On the software side, I used the Adafruit Python DHT Library and built a custom script to poll the sensor every ten minutes.  Setup for the code can be found in lines 27 to 43 of monitor.py.  Code for the polling is below:

print('Logging sensor measurements to {0} every {1} seconds.'.format(LOGFILE, FREQUENCY_SECONDS))
print('Press Ctrl-C to quit.')
while True:
    # Attempt to get sensor reading.
    humidity, temp = Adafruit_DHT.read(DHT_TYPE, DHT_PIN)

    # Skip to the next reading if a valid measurement couldn't be taken.
    # This might happen if the CPU is under a lot of load and the sensor
    # can't be reliably read (timing is critical to read the sensor).
    if humidity is None or temp is None:
        time.sleep(2)
        continue

    print(datetime.datetime.now(tz).strftime('%Y-%m-%d %H:%M:%S'))
    print('Temperature: {0:0.1f} C'.format(temp))
    print('Humidity:    {0:0.1f} %'.format(humidity))
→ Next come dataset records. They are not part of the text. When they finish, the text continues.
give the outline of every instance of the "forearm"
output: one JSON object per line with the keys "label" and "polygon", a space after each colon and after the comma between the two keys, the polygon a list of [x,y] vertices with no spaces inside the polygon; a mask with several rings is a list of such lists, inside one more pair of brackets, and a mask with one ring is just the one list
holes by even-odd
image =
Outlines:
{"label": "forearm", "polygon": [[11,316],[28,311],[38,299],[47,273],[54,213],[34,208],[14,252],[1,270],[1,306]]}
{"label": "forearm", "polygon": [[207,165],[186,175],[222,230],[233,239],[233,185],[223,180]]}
    # Append the data in the spreadsheet, including a timestamp
    with open(LOGFILE,'a') as f:
        f.write(datetime.datetime.now(tz).strftime('%Y-%m-%d %H:%M:%S')+',')
        f.write(str(temp)+',')
        f.write(str(humidity)+"\n")

    # Wait 30 seconds before continuing
    print('Wrote a row to {0}'.format(LOGFILE))
    time.sleep(FREQUENCY_SECONDS)

Currently, the code writes to a local log file creating data for time, temperature and humidity.  The script is launched and allowed to run in the background.  In the future, I plan to add this to an automated launching script so that it starts upon rebooting the Pi.  

Serve the data locally and plot it with D3.js

My next goal was to create a simple local webserver in order to plot the data collected by the Pi.  Following the d3-flask-blog-post repository, I went about creating my flask application.

A simple line plot showing temperature, humidity, and the critical 80% line where mold may begin to grow.

My flask server contains a single index.html page.  It serves a line plot showing the humidity, temperature, and red line at 80% humidity.  Styling will be updated in the future.

For now I have assigned the RaspberryPi a static IP on my local network and I can access it through any of my devices.  

Conclusion

So far this has been a fairly inexpensive project but it is generating the data I am interested in seeing.  Aside from a few very hot days where we also opened the windows, humidity in the basement is staying under the critical zone, although still higher than I would like.  After seeing this data, a dehumidifier will be purchased in the near future.